The last lady of Culemborg who owned the castle was Elisabeth of Culemborg (1475 – 1555), who was also a dame d'honneur of Archduchess Margaret of Austria. She spent most of her life at the court of the Netherlands, where she was an important and leading figure. In 1509, she married Antoine of Lalaing (1480–1540), a nobleman who held various high offices in the Habsburg Netherlands. In 1518, emperor Charles V promoted Antoine to 1st count of Hoogstraten.

Between 1525 and 1540, Elisabeth and Antoine transformed the castle into transformed into a magnificent and luxurious princely residence with the help of architect Rombout II Keldermans . The complex was a show‑piece renaissance-style palace: three rings of fortifications with watch‑towers and drawbridges, an armoury, two chapels, colonnades, richly decorated halls and galleries, extensive gardens and fountains. Next to the castles in Hoogstraten and Culemburg, the couple had luxurious city-palaces in Antwerpen, Brussels, and Mechelen – the main cities of the Netherlands.

After the deaths of Antoine and Elisabeth, the castle and lands of Hoogstraten passed to the Philip van Lalaing, the second count of Hoogstraten. The county of Culemborg passed to the Van Pallandt family.
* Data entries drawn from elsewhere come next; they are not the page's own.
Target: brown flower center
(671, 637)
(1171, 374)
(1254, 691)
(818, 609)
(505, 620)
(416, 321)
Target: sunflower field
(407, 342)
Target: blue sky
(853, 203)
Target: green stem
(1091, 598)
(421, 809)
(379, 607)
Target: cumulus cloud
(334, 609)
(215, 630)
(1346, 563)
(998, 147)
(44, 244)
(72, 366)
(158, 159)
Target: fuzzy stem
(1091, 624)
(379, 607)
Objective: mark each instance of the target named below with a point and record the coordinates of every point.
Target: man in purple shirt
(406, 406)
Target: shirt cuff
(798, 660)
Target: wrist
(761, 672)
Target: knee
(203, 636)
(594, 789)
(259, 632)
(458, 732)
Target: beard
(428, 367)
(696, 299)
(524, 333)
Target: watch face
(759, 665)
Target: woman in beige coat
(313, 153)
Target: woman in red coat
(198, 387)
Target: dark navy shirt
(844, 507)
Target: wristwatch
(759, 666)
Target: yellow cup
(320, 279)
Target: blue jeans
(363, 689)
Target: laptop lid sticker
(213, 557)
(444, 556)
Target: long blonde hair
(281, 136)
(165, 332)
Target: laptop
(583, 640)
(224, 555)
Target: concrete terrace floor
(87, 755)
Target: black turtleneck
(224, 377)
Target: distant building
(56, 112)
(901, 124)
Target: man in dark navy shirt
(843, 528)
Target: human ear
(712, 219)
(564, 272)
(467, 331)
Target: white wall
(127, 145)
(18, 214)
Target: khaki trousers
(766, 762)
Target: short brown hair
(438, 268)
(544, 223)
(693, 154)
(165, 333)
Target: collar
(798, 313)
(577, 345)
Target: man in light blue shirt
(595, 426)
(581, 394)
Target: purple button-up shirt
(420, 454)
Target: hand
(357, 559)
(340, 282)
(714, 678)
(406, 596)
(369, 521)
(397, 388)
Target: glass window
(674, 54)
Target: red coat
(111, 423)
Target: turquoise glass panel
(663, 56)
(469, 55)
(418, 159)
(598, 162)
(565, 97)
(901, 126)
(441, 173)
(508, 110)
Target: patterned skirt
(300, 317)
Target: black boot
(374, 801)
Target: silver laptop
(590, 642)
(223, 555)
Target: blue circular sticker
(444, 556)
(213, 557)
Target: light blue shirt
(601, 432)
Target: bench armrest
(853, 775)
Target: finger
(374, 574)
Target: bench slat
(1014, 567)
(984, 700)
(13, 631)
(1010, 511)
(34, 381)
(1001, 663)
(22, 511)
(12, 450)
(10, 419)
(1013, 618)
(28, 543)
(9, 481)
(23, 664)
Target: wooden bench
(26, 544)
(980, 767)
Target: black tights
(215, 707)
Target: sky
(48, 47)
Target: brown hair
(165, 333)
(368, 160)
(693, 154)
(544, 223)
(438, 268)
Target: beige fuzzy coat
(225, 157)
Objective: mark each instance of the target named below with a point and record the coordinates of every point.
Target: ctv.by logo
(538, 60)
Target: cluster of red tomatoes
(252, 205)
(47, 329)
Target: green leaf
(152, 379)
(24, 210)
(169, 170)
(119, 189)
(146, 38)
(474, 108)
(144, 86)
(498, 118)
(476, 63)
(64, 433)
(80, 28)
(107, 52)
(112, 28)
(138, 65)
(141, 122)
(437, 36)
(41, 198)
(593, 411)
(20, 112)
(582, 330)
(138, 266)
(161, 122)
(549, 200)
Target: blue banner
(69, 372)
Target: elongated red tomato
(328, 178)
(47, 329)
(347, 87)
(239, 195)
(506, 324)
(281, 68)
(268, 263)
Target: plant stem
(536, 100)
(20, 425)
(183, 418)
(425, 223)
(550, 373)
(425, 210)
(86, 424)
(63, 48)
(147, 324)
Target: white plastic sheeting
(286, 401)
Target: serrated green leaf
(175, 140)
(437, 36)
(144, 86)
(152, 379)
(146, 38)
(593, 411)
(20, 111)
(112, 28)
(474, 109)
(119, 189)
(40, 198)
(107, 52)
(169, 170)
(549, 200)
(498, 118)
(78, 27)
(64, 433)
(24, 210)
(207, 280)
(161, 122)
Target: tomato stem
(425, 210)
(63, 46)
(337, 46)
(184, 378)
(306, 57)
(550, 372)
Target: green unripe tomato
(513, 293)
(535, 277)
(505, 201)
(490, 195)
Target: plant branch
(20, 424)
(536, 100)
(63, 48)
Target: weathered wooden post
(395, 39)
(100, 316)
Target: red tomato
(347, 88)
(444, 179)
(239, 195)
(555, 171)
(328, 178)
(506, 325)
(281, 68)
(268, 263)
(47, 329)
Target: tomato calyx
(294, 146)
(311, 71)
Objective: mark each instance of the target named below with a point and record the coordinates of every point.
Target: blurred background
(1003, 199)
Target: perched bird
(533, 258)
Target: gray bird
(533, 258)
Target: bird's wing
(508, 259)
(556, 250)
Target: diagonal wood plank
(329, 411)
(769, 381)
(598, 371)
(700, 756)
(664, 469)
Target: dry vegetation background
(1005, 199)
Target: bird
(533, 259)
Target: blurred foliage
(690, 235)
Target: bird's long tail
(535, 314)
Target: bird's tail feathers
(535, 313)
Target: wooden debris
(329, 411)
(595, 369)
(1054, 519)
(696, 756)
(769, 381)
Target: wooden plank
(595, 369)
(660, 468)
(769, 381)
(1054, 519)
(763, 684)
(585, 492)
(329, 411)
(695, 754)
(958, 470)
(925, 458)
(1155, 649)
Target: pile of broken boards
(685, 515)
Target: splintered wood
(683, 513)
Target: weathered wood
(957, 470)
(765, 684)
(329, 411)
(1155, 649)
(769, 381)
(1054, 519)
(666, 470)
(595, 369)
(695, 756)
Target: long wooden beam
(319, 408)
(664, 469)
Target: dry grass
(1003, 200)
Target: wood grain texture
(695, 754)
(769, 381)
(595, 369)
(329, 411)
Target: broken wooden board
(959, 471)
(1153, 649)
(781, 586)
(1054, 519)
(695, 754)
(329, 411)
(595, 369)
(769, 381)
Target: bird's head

The castle withstood Maarten van Rossum’s siege of 1542, yet its fortunes changed dramatically during the early phases of the Dutch Revolt. Its owner at the time, Antoine II van Lalaing (1533–1568), the third count of Hoogstraten, allied himself with Prince William of Orange. In April 1566, at the summons of the prince of Orange, Dutch high noblemen met at the castle in Hoogstraten where they discussed the political situation in the Netherlands resulting in the Smeekschrift der Edelen (the Petition of Nobles). In this document, signatories urged king Philip II of Spain to halt the Inquisition and grant wider religious freedom in the Netherlands —an appeal that helped set the Eighty Years’ War in motion. Two years later the crown confiscated the count’s estates; part of the castle library was shipped to the royal collections in the Escorial.

Hoogstraten castle was returned to the Lalaing family under the Pacification of Ghent in 1576, but calamity soon struck again. Fire in 1581 and a siege during the Mutiny of Hoogstraten in 1603, left it badly scarred; partial repairs followed in 1615, but when the great powers declared the area neutral in 1618 the outer defences had to be razed. Although restoration plans were drafted in the 17th century, they were never carried out due to lack of funds. The inner castle remained in ruins.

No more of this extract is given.